Despite these two forms of professional advice, the Post Office intensified its prosecution of the sub-postmasters, eventually spending £100 million in prosecuting hundreds of sub-postmasters, sending many to prison, bankrupting others, driving a few to suicide.
How does any company prevent executives from engaging in such disregard from professional advice? Taking professional advice is one the steps that company directors regularly use. Company directors in the UK are personally liable for the actions they undertake as directors. The ability to say that they have taken advice is a way of protecting themselves from prosecution when things go wrong.
Professionalism, as commonly defined, involves the possession specialist knowledge and adherence to an ethic of protecting and constantly improving that body of knowledge. It is a condition that accepts that knowledge is more important than person advantage. Professionals are thus conservative, slow to change, but open to do so when the evidence is compelling. This understanding has come under question, to be sure. Professions compete with each other in their claims to specialist knowledge (Abbott, 1988), and firms within a profession compete with each other, often letting that knowledge-service ethos slide and personal gain take over (Freidson, 1994). But when they work in ways that give clients uncomfortable messages, directors ignore them at their peril.
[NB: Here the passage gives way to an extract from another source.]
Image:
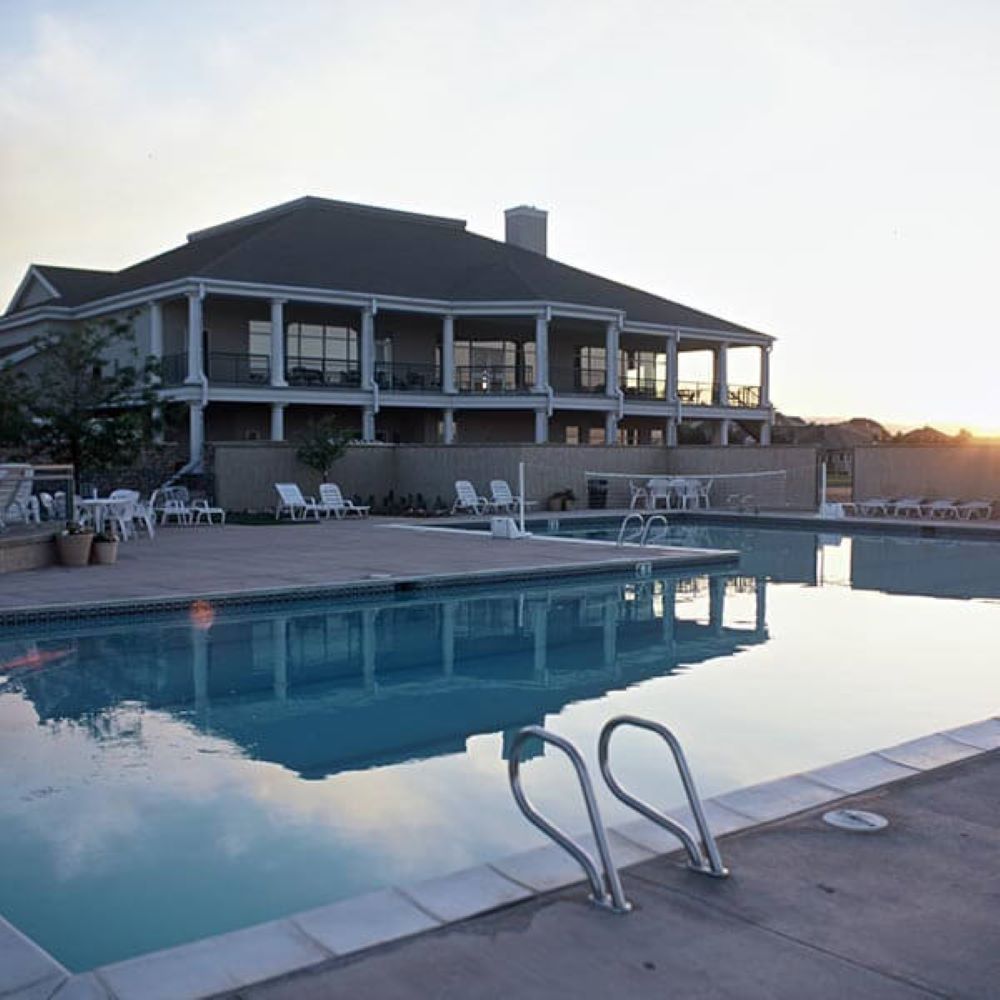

Professional advice can be a nuisance, of course. Lawyers and accountants are professionally cautious. In businesses, they are people who apply the brakes when the executives want to step on the accelerator (Nordberg, 2011, p. 7). But ignoring professional advice is tantamount to reckless driving. Let’s see what happens now to the recklessness of the Post Office.
The larger question, though, is what lessons we can draw for the rest of the governance complex. We can’t easily stop officials from ignoring advice, whether it’s not listening to the professionals or listening and then not acting. The new evidence in the Post Office case doesn’t prove definitively whether the advice got through to the board of directors, or even to the chief executive, though there is a strong indicative that it did. But it does suggest that those anywhere near the top of corporations need to be more thoughtful before they dismiss warning signs, especially when they confound what seems to be accepted “wisdom”. Thoughtfulness is an indicator that ethics might be coming into action (Nordberg, 2023). Who at the Post Office decided to stop thinking?
Abbott, A. (1988). The System of the Professions: An Essay on the Division of Expert Labor. Chicago: University of Chicago Press.
Freidson, E. (1994). Professionalism Reborn: Theory, Prophecy and Policy. Cambridge: Polity.
Nordberg, D. (2011). Corporate Governance: Principles and Issues. London: Sage.
Nordberg, D. (2023). A pragmatist case for thoughtfulness and experimentation in corporate governance. In T. Talaulicar (Ed.), Research Handbook on Corporate Governance and Ethics (pp. 310-327). Cheltenham, Glos.: Edward Elgar.